What we found particularly interesting was that drought-disease interactions were moderated by a water availability gradient (Figure 2). At low elevation, where water was more limiting, drought likely contributed to disease declines. At high elevation, where temperatures were more limiting on growth, this story flipped. Warmer conditions during drought likely extended the number of days the disease could infect trees, which may have elevated disease risk at high elevations. These highly contrasting drought impacts underscored the importance of water-availability gradients that may lead to surprise outcomes of disease range shifts in a warming world.
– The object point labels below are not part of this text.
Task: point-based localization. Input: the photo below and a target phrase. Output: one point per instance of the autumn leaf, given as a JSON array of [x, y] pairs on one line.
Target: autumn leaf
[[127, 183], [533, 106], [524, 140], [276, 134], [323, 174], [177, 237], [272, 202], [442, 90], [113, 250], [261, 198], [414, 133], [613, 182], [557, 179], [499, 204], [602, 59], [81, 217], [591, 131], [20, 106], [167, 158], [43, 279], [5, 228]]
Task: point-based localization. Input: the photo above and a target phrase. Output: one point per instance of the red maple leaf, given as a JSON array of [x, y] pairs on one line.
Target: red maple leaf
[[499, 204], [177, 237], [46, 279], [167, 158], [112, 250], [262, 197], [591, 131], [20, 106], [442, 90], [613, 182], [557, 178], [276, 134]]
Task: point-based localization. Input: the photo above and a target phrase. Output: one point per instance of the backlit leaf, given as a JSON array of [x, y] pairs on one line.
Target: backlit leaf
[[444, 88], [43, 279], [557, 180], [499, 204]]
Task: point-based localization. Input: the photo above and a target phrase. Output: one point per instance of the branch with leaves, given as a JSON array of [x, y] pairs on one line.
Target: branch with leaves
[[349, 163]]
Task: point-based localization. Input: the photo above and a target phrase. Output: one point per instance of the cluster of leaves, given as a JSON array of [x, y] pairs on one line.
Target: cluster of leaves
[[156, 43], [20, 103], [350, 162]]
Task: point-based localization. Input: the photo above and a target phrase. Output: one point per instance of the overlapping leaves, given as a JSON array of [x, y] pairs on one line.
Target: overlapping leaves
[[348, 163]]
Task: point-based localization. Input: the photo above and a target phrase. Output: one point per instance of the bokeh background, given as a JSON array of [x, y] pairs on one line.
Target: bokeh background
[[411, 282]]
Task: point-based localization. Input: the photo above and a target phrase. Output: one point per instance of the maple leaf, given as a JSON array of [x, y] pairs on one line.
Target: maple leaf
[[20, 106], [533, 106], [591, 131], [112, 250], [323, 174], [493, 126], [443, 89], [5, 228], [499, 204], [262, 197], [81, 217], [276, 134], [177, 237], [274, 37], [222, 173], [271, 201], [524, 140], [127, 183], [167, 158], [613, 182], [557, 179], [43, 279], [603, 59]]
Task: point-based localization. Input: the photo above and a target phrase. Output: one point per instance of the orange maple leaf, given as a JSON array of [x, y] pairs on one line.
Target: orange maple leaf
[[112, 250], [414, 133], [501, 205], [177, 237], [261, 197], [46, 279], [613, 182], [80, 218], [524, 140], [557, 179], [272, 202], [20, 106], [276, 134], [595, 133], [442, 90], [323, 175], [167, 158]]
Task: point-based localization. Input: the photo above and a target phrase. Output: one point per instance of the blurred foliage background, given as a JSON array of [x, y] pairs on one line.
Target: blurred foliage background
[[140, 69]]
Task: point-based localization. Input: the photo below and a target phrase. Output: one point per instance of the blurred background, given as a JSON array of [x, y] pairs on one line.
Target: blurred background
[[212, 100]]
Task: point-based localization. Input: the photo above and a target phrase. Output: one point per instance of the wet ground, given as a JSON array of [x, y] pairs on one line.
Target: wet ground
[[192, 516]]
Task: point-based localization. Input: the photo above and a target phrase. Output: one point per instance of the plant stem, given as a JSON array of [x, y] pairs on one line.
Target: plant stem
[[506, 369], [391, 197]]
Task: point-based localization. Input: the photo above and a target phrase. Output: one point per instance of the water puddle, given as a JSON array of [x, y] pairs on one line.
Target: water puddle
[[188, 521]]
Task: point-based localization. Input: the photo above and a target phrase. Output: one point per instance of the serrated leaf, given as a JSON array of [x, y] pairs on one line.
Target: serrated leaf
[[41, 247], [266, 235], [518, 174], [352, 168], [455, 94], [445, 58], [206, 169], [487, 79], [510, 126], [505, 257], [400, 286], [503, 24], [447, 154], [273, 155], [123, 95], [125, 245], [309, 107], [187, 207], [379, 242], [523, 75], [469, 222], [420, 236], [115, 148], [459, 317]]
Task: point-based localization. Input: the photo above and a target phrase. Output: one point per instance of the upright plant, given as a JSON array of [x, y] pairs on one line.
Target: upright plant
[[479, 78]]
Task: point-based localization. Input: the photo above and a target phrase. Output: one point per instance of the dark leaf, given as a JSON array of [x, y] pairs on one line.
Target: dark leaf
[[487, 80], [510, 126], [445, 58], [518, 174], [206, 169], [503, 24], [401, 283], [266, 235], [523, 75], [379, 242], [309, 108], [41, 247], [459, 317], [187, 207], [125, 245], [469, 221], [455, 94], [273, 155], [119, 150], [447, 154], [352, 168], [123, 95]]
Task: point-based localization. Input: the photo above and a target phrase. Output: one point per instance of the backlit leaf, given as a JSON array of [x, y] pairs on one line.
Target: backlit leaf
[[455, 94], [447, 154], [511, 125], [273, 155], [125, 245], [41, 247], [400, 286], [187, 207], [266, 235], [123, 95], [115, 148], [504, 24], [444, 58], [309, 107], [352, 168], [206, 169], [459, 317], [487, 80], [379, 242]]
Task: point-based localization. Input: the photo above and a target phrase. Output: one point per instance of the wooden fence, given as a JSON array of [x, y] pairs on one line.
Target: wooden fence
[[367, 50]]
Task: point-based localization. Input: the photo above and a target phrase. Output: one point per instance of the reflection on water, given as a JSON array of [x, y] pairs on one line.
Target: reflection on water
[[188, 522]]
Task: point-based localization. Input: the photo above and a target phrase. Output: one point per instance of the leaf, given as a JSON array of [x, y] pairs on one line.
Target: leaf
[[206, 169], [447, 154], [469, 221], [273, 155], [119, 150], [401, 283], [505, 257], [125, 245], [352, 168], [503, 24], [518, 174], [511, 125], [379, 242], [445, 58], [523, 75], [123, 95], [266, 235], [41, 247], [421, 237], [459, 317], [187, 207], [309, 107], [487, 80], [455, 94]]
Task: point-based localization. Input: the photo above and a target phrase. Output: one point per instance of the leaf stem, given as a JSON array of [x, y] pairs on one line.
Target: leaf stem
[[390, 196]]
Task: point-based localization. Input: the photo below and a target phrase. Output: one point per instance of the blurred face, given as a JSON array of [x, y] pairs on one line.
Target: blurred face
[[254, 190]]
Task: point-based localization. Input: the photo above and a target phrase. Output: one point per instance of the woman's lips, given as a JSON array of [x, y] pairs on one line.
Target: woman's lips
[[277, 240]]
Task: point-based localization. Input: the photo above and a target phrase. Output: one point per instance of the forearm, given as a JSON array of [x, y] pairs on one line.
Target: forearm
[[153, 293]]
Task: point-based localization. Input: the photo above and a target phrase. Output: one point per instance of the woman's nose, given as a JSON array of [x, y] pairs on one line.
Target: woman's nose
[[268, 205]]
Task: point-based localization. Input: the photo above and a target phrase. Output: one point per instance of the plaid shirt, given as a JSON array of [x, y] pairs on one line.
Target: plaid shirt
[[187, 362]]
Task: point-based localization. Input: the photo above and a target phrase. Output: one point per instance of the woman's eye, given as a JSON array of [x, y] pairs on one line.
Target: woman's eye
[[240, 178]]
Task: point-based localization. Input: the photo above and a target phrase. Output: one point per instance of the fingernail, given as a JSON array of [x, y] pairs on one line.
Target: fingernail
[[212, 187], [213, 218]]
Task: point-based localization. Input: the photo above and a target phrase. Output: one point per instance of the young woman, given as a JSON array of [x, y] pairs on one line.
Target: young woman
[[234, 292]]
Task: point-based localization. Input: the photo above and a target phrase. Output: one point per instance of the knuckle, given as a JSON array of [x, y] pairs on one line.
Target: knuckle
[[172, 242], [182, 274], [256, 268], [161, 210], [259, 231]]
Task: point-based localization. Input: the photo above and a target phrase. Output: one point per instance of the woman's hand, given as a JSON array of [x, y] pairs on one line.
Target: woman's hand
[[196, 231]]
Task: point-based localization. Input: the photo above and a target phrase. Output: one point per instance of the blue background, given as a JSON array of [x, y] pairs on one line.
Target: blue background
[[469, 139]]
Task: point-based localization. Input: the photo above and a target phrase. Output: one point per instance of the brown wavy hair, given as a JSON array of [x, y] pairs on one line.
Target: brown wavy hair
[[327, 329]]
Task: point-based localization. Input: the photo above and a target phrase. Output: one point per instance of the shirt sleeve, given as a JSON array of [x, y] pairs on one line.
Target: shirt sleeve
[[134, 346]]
Dudney thanks Claire Willing for thoughtful edits on this blogpost. This research was conducted on the unceded land of many Native American groups, including the Mono (Monache), Tübatulabal, and Owens Valley Paiute, who historically used fire to sustainably manage these landscapes.
- Dudney, J. C. et al. Compounding effects of white pine blister rust, mountain pine beetle, and fire threaten four white pine species. Ecosphere 11, e03263 (2020).
- Dudney, J. et al. Nonlinear shifts in infectious rust disease due to climate change. Nat. Commun. 12, 5102 (2021).
- Larsen, A. E., Meng, K. & Kendall, B. E. Causal analysis in control–impact ecological studies with observational data. Methods Ecol. Evol. 10, 924–934 (2019).
- Cunningham, S. Causal Inference. Causal Inference (Yale University Press, 2021).